Her mother looked at her with a mix of sorrow and understanding. “I know, and my heart breaks to see you hurt. And don’t try to deny it because I know you, Allison. Those soft brown eyes are like a puppy’s. They reveal every emotion. You’re hurting badly.”

The tears she’d kept at bay leaped to the fore. Allison batted her eyes and turned toward the window. Beyond the hospital, a Buchanon-built housing addition glowed with the multicolored promise of Christmas.

Her mother tenderly rubbed a hand between her daughter’s shoulders.

“I wanted to go with him.” Allison batted her eyes, fighting the blur.

“Oh, honey.”

“He wouldn’t let me. He said I’d hate him someday if he took me away from all of you.”

“He was right.”

“How can this be right? I love him. He loves me. Nothing’s right about any of this!”

Before her mother could respond, Dad’s voice called to them from the door to Ryan’s room.

Mom’s hand spasmed on Allison’s back. Allison spun around.

Her dad motioned. “Come on. Hurry.”

The women exchanged looks. Fear streaked up Allison’s back. “Is Ryan—”

A smile broke over her father’s face. “He’s awake.”

Relief, like a warm flood, caused her shoulders to sag, but she quickly recovered and followed her mother down the hallway.

Inside the room, Buchanon bodies made a rectangle around the hospital bed. Allison pushed in between Quinn and Jayla.

Tears streamed down her sisters’ faces at the sight of Ryan with his eyes open staring around at his relatives.

“I’m thirsty.”

Charity stuck a yellow plastic straw to her son’s lips. “How’s your head, baby?”

“It hurts.
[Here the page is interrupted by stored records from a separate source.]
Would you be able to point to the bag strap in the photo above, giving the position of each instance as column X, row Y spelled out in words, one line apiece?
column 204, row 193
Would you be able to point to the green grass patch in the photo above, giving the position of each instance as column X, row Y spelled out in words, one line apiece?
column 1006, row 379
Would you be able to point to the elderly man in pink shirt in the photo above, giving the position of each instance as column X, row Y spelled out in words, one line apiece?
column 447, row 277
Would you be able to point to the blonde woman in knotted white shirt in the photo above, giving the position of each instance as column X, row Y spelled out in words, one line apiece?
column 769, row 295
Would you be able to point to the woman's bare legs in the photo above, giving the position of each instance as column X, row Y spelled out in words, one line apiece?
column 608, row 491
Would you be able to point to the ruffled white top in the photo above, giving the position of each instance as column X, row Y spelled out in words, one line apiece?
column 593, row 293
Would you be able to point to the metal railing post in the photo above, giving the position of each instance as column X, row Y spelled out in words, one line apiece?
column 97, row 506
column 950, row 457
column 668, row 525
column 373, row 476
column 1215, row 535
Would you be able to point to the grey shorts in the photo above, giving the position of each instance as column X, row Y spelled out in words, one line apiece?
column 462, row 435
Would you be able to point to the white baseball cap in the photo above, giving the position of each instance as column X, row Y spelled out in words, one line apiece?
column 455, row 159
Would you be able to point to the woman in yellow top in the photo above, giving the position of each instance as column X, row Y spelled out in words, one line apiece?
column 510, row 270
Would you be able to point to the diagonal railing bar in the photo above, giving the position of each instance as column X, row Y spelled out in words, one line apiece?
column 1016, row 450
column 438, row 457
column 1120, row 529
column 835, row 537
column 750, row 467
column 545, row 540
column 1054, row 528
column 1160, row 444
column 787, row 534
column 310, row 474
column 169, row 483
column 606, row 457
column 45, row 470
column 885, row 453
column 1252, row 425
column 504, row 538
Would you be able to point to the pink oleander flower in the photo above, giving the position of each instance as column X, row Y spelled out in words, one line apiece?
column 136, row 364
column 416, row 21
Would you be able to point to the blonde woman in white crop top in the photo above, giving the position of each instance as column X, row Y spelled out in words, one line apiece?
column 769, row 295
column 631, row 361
What happened?”

“You got hurt by a bull. Don’t you remember?”

His gaze fell to the white sheets. “Yeah. Is Chet okay?”

“He’s fine. You were the one Jake put on the bull.”

His head came up. “Huh?”

The adults exchanged glances, worried about Ryan’s memory glitch. “Jake Hamilton, the one who was teaching you how to ride. He helped you get on the bull. Don’t you remember?”

Eyes wide now, Ryan moved his head slowly from side to side. “Jake wasn’t there.”

“Yes, baby. You’ve hurt your head a little. The headache is preventing you from remembering.”

“No, Mom, Jake wasn’t there. He would have been mad if he’d seen us there again. He told us never to go near the bulls.”